The project, a 440,000-square-foot, double-deck project sporting a Home Depot atop a Costco store, will involve the on-site relocation of a bus terminal shared by Metropolitan Transportation Authority and Santa Monica’s Big Blue Bus. Plans also call for restaurants and peripheral retail attractions.

To secure planning approval, LCOR agreed to lower the building’s height from 71 to 65 feet and add more hedges as buffers The developer also agreed to set aside $300,000 to pay for traffic signals, signs and speed bumps after Pico Plaza opens.


A Sound Deal

The company that started by making loudspeakers for jazz-funksters Steely Dan has signed a $2.1 million lease for 55,563 square feet in Chatsworth.
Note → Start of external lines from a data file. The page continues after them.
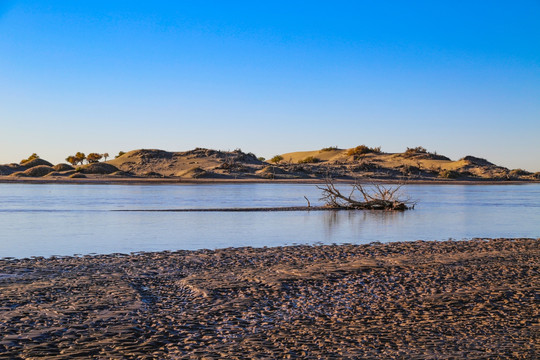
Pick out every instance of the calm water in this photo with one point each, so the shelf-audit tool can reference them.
(52, 219)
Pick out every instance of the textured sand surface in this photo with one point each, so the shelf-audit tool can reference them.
(423, 300)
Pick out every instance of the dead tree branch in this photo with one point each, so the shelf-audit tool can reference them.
(373, 197)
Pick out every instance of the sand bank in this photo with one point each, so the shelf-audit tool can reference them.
(465, 299)
(105, 180)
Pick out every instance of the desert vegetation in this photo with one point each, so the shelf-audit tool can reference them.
(363, 149)
(329, 148)
(347, 164)
(276, 159)
(30, 158)
(309, 160)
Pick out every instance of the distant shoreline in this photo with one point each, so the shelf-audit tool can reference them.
(176, 181)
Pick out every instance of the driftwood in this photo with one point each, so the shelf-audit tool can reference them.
(373, 197)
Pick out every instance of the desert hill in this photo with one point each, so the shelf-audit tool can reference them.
(360, 162)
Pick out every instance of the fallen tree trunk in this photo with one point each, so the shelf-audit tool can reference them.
(374, 197)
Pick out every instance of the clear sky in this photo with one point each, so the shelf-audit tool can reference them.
(457, 77)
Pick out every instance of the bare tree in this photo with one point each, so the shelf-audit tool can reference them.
(374, 197)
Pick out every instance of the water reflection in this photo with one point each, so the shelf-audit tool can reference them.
(64, 220)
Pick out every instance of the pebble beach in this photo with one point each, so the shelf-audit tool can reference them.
(474, 299)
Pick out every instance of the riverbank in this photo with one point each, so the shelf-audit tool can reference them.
(109, 180)
(460, 299)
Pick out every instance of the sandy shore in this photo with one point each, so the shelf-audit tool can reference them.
(422, 300)
(108, 180)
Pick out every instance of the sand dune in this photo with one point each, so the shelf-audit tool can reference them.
(344, 164)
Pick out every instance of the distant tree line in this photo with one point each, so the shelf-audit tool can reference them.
(80, 157)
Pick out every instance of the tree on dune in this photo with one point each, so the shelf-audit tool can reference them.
(31, 157)
(72, 160)
(80, 157)
(93, 157)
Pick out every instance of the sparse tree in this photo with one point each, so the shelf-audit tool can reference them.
(93, 157)
(72, 160)
(80, 157)
(31, 157)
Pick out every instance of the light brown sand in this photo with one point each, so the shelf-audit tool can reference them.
(424, 300)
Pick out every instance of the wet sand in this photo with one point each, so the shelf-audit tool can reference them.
(422, 300)
(110, 180)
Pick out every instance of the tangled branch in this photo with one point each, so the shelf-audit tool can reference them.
(373, 197)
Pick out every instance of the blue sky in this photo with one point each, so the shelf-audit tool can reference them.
(457, 77)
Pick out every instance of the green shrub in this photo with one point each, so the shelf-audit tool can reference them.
(416, 150)
(518, 173)
(31, 157)
(276, 159)
(309, 160)
(330, 148)
(448, 174)
(363, 149)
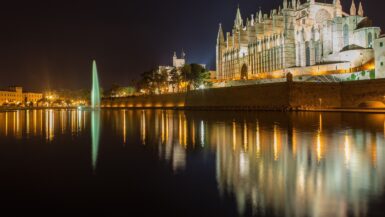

M & K; Sound Corp., which has become a speaker manufacturer trusted by filmmaker George Lucas, ran out of room at its original Culver City home and will move its 90 employees on May 1 to 9351 Derring Ave., according to Scott Caswell, a leasing agent with Delphi Business Properties. Caswell represented the speaker company and the landlord, Gary Siegel.

M & K; needed new space, but could not find affordable accommodations on the Westside, according to M & K; Executive Vice President Chuck Back.

The company was born in 1974 when Walter Becker and Donald Fagen of Steely Dan asked Ken Kreisel to build them a dual-driver subwoofer for production of their “Pretzel Logic” album.

The privately held company designs and builds high-performance loudspeakers for the commercial market, but specializes in cutting-edge technology for multi-channel recordings.